Exploratory In-Situ Analysis of the GPS and HR Football Match Data

In this article I will explore a few in-situ (or embedded) analyses of the GPS and heart-rate (HR) data collected using the Polar Team system over a single football match. I recently joined Serbian National Women Football team, so this data comes from one international match. I will provide the R code, and the members will be able to download the dataset (polar-team.RData) at the end of this article.

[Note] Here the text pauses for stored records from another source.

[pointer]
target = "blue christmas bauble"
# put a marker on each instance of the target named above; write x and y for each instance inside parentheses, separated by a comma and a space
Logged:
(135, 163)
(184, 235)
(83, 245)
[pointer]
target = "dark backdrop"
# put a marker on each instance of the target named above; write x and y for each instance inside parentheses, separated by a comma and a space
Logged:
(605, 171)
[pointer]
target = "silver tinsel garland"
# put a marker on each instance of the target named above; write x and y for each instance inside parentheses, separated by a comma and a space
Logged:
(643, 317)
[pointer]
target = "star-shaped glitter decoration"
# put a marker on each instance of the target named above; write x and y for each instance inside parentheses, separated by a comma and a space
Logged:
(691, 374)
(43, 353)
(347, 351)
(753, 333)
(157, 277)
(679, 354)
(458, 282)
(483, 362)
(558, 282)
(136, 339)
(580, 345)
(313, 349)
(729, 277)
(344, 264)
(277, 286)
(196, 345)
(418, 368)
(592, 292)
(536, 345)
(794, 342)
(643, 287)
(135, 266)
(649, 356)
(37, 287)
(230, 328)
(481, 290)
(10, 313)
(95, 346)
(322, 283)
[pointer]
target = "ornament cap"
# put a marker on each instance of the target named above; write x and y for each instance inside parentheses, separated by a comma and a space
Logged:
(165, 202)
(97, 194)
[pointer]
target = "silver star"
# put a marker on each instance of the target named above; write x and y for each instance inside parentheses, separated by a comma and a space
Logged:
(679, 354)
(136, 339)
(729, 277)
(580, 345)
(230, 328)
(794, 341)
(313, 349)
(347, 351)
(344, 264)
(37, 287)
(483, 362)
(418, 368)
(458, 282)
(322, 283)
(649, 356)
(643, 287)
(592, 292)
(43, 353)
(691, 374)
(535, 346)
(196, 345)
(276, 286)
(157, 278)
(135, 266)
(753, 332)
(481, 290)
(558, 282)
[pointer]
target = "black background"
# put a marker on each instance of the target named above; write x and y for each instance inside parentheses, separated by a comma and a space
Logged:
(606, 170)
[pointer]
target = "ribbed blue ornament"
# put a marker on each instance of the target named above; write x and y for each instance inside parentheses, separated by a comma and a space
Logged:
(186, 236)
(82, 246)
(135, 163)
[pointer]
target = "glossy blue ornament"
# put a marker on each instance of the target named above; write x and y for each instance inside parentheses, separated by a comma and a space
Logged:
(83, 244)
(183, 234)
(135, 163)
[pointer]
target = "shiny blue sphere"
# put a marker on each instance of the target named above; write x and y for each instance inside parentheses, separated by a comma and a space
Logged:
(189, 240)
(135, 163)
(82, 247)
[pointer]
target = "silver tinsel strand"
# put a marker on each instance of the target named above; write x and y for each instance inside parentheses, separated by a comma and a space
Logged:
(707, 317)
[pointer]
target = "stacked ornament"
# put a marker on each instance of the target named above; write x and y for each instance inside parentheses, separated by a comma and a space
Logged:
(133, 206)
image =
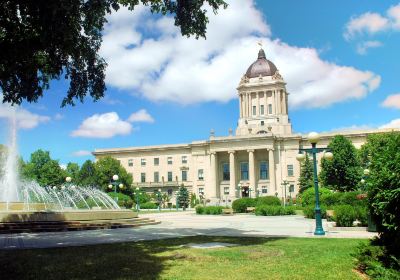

Dataset polar-team.RData is cleaned Polar Team data (i.e., raw data) involving 10Hz samples of the velocity, acceleration, HR, as well as power (which is a combination of acceleration and velocity; with the aim to estimate metabolic power) for 7 athletes who player full 90 minutes.

Show/Hide Code


library(tidyverse)
library(ggdist)
library(plotly)
library(zoo)
library(kableExtra)

load("polar-team.RData")

polar_df %>%
  filter(Time > 100) %>%
  group_by(Athlete) %>%
  slice(1) %>%
  ungroup() %>%
  head() %>%
  kbl("html", escape = FALSE, digits = 2) %>%
  kable_paper(full_width = F, lightable_options = "hover")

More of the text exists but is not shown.